I have UGH syndrome - just diagnosed - where my 18-year-old lens implant rubs against a blood vessel causing bleeding and obscuring the vision in that eye, occasionally to the point where I just see blurred images. My eye doctor had me see a couple of specialists to be sure of the diagnosis, and I'm going to see another who treats the syndrome. The treatments don't sound too bad, but in that eye, I've had a number of operations, including a scleral buckle, related to a severely detached retina, also 18 years ago. So, I'd like to avoid surgery there if possible.

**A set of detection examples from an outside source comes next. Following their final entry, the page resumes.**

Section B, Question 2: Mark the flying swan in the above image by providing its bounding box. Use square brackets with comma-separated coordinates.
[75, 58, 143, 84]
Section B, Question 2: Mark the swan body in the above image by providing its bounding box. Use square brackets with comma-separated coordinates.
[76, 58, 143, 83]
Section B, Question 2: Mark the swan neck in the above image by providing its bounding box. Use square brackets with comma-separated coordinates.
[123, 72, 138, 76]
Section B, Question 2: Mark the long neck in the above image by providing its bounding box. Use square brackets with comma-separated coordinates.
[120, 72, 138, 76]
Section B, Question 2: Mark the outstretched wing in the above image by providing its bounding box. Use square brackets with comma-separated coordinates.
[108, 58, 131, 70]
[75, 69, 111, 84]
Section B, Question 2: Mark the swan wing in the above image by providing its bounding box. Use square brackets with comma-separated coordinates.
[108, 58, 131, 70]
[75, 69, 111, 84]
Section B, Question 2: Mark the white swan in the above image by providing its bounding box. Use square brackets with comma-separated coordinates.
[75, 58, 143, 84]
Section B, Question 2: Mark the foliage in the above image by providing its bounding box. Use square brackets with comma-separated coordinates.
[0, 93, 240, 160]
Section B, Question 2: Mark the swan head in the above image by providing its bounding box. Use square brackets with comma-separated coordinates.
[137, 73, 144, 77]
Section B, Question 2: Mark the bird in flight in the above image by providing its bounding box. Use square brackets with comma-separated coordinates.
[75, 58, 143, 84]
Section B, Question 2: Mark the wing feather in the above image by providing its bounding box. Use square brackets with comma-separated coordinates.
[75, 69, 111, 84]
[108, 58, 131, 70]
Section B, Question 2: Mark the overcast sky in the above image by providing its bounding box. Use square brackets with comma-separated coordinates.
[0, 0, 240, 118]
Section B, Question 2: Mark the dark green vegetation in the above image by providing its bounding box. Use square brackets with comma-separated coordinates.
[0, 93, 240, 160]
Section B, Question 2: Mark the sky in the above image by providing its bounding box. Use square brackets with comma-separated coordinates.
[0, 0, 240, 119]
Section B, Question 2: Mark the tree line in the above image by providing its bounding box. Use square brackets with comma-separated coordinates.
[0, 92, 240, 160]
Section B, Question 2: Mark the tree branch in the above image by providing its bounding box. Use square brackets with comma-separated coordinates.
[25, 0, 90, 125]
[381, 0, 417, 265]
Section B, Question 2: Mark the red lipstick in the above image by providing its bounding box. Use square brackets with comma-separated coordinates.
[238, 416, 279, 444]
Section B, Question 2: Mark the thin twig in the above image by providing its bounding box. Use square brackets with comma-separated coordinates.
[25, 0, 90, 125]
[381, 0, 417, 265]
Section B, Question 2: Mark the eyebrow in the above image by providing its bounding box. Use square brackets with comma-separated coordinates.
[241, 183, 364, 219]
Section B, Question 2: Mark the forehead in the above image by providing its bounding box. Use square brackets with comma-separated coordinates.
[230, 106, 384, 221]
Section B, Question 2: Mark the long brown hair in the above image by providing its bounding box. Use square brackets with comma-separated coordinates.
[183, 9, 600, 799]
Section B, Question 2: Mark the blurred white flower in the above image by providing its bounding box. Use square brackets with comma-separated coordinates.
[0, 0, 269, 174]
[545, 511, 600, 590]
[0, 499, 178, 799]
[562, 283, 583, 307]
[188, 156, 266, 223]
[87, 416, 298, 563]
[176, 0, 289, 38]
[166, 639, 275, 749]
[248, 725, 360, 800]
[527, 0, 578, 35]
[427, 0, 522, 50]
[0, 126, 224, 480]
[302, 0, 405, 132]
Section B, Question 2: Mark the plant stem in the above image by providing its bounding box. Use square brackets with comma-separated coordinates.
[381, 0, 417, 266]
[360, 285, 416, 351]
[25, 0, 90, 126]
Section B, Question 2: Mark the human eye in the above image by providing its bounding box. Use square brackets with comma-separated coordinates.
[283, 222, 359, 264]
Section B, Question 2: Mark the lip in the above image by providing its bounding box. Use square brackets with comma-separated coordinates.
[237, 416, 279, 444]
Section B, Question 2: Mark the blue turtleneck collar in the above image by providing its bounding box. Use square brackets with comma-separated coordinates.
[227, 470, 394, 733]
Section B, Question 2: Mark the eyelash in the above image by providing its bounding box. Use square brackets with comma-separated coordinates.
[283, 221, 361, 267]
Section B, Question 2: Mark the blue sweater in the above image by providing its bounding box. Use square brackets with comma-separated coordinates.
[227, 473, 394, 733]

So the questions is this. Are there any non-surgical or minimally invasive solutions to UGH?
Submitted: 1 year ago.
Category: Eye
Expert:  Dr. Rick replied 1 year ago.

Dr. Rick :

Hi. I'm Dr. Rick and I have two decades of ophthalmology experience. I'm online and happy to answer your question today.

Dr. Rick :

Is your intraocular lens in the anterior chamber, the bag, the ciliary sulcus or sewn in place?

Dr. Rick :

How long has the bleeding been going on?

Dr. Rick :

What medication problems do you have and what medications are you taking?

Dr. Rick :

What drops, etc are you using for your eye pressure? What is your pressure on your current therapy when you are at your worst (active bleeding, ghost cells etc)?

Dr. Rick :

I see that you are offline. I will switch to Q&A format. This format works a lot like 'text messaging' but an email is sent to each of us anytime something is posted to this thread. We can continue to work on your question there..... :)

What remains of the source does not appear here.